Başbakan Erdoğan , Cumhurbaşkanı adayı olarak Gül’ün ismini Borsanın öğle tatilinde açıkladı.. Gül’ün adaylığına ilk tepkiler ise borsa ve dolar hareketleriyle ölçüldü..
Türkiye de piyasalar denilince yalnızca Borsa anlaşılıyor.. Dolar düşüp borsa artarsa iyimser hava var.. Ekonomi iyi gidiyor.. İstikrar var.. Yorumları yapılıyor.
Aslında , ekonomide kriz borsa ve döviz ile başlıyor.. Bu nedenle borsa ve dövizdeki hareketler kısa dönemli istikrarı gösterir. Orta ve uzun dönemde ise borsanın aşırı şişmesi , kurların düşmesi yani YTL’nin aşırı değer kazanması , tersine ekonomide bir istikrarsızlık göstergesidir.

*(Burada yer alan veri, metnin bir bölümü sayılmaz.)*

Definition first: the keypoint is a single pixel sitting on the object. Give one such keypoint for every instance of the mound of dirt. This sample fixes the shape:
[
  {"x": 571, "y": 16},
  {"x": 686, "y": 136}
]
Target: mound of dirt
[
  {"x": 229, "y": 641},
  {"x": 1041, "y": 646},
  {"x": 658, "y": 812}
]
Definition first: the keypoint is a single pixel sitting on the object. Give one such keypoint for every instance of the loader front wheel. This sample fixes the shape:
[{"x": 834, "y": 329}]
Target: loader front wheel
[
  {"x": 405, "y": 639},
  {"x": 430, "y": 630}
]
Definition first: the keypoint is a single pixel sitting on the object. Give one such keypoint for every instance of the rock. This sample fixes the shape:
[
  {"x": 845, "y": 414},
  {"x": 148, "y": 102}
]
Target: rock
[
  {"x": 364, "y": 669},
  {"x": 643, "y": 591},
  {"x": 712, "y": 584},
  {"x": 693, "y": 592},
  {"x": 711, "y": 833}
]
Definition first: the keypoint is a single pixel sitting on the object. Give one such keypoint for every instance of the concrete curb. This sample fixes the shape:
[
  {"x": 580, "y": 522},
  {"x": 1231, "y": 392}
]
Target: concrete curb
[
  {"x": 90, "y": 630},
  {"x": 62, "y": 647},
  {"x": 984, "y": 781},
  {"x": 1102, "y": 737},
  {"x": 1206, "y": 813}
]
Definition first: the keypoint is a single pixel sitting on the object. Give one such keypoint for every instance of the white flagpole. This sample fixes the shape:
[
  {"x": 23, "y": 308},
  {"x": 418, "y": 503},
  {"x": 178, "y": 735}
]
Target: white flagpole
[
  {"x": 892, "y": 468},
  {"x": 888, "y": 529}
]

Kaldı ki Borsa da bazen ters sonuçlar çıkabilmektedir.. İşlerin yolunda gitmesi halinde herkes borsanın artacağını düşünür.. Oysaki oyuncular herkesin böyle düşüneceğini hesaplar ve tersini yaparlar.. Bu anlamda borsa endeksi kısa dönemde de bazen ters yönde hareket edebilir.
Ekonomik ajanlar ekonomik istikrara kısa dönemli bakarlar.. Gerçekte ise istikrara orta veya uzun dönemli olarak bakmak gerekir..
Orta ve uzun dönemde ekonomik istikrar , para ve sermaye piyasalarının istikrarlı olması , kurun dengeli olması , cari işlemlerin dengede olması , işsizliğin kabul edilebilir bir düzeyde olması , gelir dağılımının düzeliyor olması , halkın ekonomik büyümeden pay alması ve en önemlisi de sabit sermaye yatırımlarının devam etmesi ile gerçekleşir.
SİYASİ GERGİNLİK YATIRIMI ENGELLER .
Gül’ün Cumhurbaşkanlığı siyasi ve sosyal gerilim yaratacaktır.. .
Siyasi ve sosyal gerilim ortamında hiç kimse sabit sermaye yatırımı yapmaz.. Fabrika kurmaz.. yerli ve yabancı sermaye uzun dönemli riske girmez..
Gül neden bir siyasi gerilim yaratacaktır.. Çünkü halkın yüzde 30’unu temsil eden bir partinin ikinci adamıdır.. Halkın yüzde 70’i Gül’ün cumhurbaşkanlığını hazmedemez..
Bu hazımsızlığın pek çok nedeni var..
Başbakan daha yolumuz var diyor.. İktidar olmadan da bu yolu söylüyordu.. Bu yol toplum tarafından laiklik karşıtı ve islama dayalı bir devlet modeli olarak algılanabiliyor.
B. Arınç , savaştan ve kelle koltuktan bahsediyor..
Gül , dış işleri bakanlığında tam teslimiyetçi bir politika izledi.. ABD’ye sürekli taviz verdi.. Kuzey Irakta organize olan PKK’ yı önleyemedi.. Tersine PKK terörü arttı. AB’ de Türkiye kişilikli bir politika uygulamadı. Ve Kıbrıs politikası tam bir fiyasko oldu.
TOPLUM KİME GÜVENECEK ?
İstanbul üniversitesi İktisat Fakültesi Mezun ve Mensupları vakfı olarak bir araştırma yaptırdık . Bu araştırmada halkın güveni olarak , Cumhurbaşkanı sayın Necdet Sezer on üzerinden 7.08 puan aldı.. Yani halk cumhurbaşkanına güveniyor.
Halkımız Cumhurbaşkanlığını siyasetin üstünde bir hakemlik müessesi olarak görüyor.. Atatürkün koltuğuna , silahlı kuvvetlerin başkomutanlığına saygı duyuyor.
Abdullah Gül şimdi ne derse desin , geçmişteki militan tutumunu türbanı siyasi simge olarak kullandığını kimseye unutturmaz.
ANAP’ ve DYP ‘nin de olaya uzun dönemli bakması gerekir.. Eğer meclise katılır , Gül’ü cumhurbaşkanı yaparlarsa , gelecekte muhtemel siyasi ve sosyal gerginliklerin baş mimarı olacaklardır.